Around 400 illegal migrants have arrived on the Spanish coast since last Friday. Gran Canaria, the Balearics and Almería have been the main destinations for the small boats. In the early hours of Sunday morning, the Maritime Rescue Service rescued 236 migrants from a small boat that was found adrift and without an engine 232 miles south of the island of Gran Canaria.
The National Maritime Rescue Centre received an alert from the vessel Teos reporting the presence of a cayuco boat stopped alongside with numerous people on board. While the vessel proceeded to secure the boat with a rope, it requested assistance, as it did not consider it safe to carry out further operations. The cayuco no longer had an engine and was adrift.
The Maritime Rescue Centre in Las Palmas therefore mobilised the guard vessel Urania, which at 2.15 a.m. on Sunday rescued 236 people of sub-Saharan origin, including men, women and children. They were transferred to the port of Arguineguín. In Almería, the Red Cross’s emergency response and humanitarian assistance teams (ERIE-AHI) attended to a total of 140 migrants located in small boats or who had reached the province’s coast by their own means since last Friday in the fishing port of Almería.
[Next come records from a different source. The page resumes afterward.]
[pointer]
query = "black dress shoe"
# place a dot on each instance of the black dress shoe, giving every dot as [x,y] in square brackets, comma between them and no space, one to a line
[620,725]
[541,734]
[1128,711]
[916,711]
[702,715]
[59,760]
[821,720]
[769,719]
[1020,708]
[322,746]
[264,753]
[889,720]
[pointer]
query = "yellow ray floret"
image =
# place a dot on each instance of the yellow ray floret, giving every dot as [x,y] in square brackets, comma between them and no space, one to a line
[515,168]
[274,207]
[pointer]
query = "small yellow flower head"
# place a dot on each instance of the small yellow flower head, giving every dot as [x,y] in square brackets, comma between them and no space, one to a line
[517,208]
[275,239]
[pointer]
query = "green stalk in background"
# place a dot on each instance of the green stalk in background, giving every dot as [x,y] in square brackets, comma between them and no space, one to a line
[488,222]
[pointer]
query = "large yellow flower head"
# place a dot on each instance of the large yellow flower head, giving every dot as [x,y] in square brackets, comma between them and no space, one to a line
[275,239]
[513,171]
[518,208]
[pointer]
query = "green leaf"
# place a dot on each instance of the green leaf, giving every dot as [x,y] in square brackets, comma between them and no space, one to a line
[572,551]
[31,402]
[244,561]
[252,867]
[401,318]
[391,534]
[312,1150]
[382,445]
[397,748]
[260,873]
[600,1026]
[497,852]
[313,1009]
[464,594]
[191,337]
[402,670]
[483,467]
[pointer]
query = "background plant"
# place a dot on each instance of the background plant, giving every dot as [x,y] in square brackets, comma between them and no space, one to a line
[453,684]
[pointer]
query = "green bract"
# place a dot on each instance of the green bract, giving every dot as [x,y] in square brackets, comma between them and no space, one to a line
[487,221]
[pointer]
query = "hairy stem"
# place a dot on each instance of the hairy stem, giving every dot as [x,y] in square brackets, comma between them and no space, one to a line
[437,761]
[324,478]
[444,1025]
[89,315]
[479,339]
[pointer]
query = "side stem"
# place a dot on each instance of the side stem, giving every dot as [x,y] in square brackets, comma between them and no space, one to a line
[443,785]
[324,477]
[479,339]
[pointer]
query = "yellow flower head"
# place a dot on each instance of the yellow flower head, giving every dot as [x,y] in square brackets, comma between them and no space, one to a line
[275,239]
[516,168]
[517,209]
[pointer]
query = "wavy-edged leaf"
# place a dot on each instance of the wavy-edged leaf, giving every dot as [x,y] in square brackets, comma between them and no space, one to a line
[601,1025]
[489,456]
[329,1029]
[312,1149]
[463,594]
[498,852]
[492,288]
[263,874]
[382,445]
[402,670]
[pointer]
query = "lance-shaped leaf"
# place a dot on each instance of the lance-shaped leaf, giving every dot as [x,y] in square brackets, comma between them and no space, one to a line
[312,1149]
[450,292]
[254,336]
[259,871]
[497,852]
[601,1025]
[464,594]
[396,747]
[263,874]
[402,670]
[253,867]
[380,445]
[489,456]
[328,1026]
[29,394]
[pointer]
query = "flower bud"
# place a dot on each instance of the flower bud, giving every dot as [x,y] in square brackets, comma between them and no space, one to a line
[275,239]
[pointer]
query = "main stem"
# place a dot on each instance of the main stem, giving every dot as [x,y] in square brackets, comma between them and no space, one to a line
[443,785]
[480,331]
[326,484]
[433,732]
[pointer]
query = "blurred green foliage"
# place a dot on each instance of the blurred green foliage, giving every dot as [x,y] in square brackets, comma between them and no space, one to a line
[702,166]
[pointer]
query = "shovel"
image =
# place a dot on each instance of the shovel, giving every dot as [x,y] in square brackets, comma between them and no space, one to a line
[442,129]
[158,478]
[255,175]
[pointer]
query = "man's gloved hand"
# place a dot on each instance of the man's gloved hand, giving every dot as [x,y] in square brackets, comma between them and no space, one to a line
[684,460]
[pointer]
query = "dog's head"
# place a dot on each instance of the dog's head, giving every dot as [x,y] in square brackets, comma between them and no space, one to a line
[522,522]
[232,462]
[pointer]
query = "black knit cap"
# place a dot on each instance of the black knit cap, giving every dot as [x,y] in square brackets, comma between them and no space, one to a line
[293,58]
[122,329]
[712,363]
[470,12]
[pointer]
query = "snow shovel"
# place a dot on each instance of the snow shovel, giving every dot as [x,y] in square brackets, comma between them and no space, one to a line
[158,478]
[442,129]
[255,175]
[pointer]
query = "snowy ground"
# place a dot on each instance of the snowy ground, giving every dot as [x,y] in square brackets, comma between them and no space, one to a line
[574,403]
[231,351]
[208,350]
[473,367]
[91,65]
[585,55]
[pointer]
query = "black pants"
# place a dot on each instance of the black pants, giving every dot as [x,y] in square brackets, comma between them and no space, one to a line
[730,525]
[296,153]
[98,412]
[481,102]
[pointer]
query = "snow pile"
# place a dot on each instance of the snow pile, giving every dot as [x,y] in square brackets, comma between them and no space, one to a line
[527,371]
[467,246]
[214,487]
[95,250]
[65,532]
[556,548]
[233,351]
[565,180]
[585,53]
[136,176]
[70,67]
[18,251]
Sources from the organisation have confirmed to Europa Press that the teams have been activated on a dozen occasions, most of them on Sunday, when up to six operations were carried out to assist groups of up to 33 people. In line with this, and based on the work of the emergency and rescue services, 22 people were handed over to the Red Cross on Friday, another 18 on Saturday and 100 on Sunday.
There have been reports of migrants rescued at different points along the Almeria coast, from El Playazo de Vera to the Cabo de Gata area and San Miguel beach in El Ejido, in the Poniente area.
In the Balearic Islands, the search for the 12 migrants who went missing when a boat sank off Cabrera and the three who went missing when a boat sank south of Mallorca has been suspended.
This was confirmed on Monday by the Maritime Rescue Service, which explained that no more resources will be deployed to carry out search operations, although warnings will be issued to sailors in case they make any sightings.
The boat from which 12 migrants jumped was rescued on Friday afternoon about 36 miles southwest of Cabrera. A total of 26 people were travelling on board. Meanwhile, three migrants were being searched for after going missing from a boat that sank last Wednesday south of Mallorca, after drifting for about six days.